Ghanaian writer, poet, and educator

Cecilia Amoafowaa Sefa (born c. 1983) is a Ghanaian writer, poet and educator. She is known for her published poetry collections and contributions to contemporary Ghanaian literature. Her work has been used in university curricula and she is involved in advocacy efforts for children with special needs.

==Early life and education==
Cecilia Amoafowaa Sefa was born in Kwahu in the Eastern Region of Ghana. She earned a Bachelor of Arts degree in English Language from the Kwame Nkrumah University of Science and Technology (KNUST) and later studied at the University for Development Studies where she prepared for a teaching career.

==Career==
Sefa works professionally as a high school English teacher at Tamale Senior High School in northern Ghana. In addition to her work in education, she is active in literary circles and community outreach.

She is the President of the Autism Help Foundation (AHF), an organization focused on supporting individuals with neurodevelopmental conditions and their families.

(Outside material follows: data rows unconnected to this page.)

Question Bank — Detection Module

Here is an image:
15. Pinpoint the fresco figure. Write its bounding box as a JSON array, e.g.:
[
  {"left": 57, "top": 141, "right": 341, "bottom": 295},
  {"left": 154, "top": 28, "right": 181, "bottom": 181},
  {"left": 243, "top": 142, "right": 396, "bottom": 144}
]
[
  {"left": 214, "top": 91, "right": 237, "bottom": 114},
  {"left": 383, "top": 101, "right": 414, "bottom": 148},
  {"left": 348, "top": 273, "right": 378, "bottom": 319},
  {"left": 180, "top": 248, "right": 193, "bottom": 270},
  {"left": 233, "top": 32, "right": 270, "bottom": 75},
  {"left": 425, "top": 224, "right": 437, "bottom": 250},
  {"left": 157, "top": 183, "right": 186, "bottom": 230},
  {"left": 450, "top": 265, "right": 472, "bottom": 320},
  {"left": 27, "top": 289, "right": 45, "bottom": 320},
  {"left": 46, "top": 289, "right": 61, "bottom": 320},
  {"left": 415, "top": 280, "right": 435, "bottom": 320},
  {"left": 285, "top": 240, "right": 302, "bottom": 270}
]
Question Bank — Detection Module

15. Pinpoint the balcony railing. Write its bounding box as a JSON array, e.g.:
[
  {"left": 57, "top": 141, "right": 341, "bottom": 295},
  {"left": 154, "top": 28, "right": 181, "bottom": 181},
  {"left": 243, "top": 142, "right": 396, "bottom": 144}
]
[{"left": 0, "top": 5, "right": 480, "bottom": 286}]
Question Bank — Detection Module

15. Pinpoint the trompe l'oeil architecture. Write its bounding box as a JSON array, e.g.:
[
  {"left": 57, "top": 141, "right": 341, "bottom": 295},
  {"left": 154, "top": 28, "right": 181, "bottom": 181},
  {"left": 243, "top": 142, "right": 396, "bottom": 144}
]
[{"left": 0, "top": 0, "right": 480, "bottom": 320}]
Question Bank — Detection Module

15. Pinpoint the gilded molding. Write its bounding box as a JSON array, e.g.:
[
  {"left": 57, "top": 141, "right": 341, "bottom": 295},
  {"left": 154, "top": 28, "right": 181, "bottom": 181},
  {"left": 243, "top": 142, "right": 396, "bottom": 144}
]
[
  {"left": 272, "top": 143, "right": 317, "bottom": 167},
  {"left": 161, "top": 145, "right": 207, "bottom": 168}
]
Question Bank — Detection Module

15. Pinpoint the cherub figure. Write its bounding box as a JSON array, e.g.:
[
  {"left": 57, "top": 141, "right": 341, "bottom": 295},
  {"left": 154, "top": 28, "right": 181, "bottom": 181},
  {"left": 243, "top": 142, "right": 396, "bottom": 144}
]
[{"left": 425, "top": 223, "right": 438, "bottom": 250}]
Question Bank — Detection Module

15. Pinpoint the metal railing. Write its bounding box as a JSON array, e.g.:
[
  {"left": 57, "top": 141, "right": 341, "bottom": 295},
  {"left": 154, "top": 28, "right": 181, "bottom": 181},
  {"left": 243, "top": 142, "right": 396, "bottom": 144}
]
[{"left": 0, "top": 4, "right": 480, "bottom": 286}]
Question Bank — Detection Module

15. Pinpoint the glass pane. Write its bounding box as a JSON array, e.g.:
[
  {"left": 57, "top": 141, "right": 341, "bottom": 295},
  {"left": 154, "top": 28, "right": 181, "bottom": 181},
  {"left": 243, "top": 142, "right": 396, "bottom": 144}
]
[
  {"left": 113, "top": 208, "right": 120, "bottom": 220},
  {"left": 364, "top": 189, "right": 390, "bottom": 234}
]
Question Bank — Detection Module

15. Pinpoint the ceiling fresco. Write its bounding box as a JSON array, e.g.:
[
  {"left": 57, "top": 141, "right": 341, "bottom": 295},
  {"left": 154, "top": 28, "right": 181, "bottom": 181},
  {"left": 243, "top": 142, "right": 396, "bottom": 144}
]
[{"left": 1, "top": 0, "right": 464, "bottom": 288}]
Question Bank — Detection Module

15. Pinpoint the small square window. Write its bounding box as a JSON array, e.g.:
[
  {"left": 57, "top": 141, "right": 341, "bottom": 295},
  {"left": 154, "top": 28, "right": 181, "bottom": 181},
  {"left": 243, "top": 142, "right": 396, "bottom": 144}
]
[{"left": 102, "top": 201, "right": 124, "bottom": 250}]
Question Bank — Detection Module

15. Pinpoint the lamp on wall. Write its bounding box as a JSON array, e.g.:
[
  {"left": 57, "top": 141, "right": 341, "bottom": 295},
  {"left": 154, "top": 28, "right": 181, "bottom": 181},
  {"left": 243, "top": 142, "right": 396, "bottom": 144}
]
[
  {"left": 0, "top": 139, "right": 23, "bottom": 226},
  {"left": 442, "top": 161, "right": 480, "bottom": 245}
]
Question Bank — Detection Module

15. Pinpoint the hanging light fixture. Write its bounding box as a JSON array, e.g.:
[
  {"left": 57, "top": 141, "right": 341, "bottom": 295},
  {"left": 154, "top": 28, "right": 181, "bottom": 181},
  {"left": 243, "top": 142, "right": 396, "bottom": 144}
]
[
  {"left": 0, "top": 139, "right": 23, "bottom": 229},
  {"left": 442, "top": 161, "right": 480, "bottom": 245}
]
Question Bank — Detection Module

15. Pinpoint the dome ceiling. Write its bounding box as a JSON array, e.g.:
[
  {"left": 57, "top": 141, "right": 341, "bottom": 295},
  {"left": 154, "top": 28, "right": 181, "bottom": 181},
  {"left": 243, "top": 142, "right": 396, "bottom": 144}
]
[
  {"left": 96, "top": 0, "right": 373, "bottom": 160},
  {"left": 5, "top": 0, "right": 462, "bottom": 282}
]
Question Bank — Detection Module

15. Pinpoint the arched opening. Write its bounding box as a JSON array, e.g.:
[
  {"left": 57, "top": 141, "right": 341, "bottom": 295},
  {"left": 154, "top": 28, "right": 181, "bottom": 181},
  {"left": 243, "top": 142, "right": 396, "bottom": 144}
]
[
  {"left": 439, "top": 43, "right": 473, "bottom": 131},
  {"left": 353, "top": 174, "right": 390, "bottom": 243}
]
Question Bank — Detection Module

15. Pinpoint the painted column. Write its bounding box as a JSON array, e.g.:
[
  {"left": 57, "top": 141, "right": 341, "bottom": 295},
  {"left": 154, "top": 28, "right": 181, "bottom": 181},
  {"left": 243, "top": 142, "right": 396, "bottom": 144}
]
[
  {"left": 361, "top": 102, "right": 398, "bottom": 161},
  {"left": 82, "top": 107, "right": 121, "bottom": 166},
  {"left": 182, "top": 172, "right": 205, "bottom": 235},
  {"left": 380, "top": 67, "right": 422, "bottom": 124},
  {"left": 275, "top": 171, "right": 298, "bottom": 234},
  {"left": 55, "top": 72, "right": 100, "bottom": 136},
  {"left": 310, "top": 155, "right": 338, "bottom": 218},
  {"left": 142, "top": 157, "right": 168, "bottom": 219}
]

Sefa has published at least two book-length works of poetry and prose.

==Personal life==
Sefa maintains a personal online presence through writing and blogs where she shares poetry, essays and reflections on culture and society. She is active in promoting reading and writing among young people and advocates for social causes such as autism awareness.

==Selected works==
- Poetry Excursion on an African Mind – her first poetry collection, which was selected for study in a course on Female Writers of Africa at KNUST.
- Secondary Rhythms – a book that explores the experiences of young people and social themes.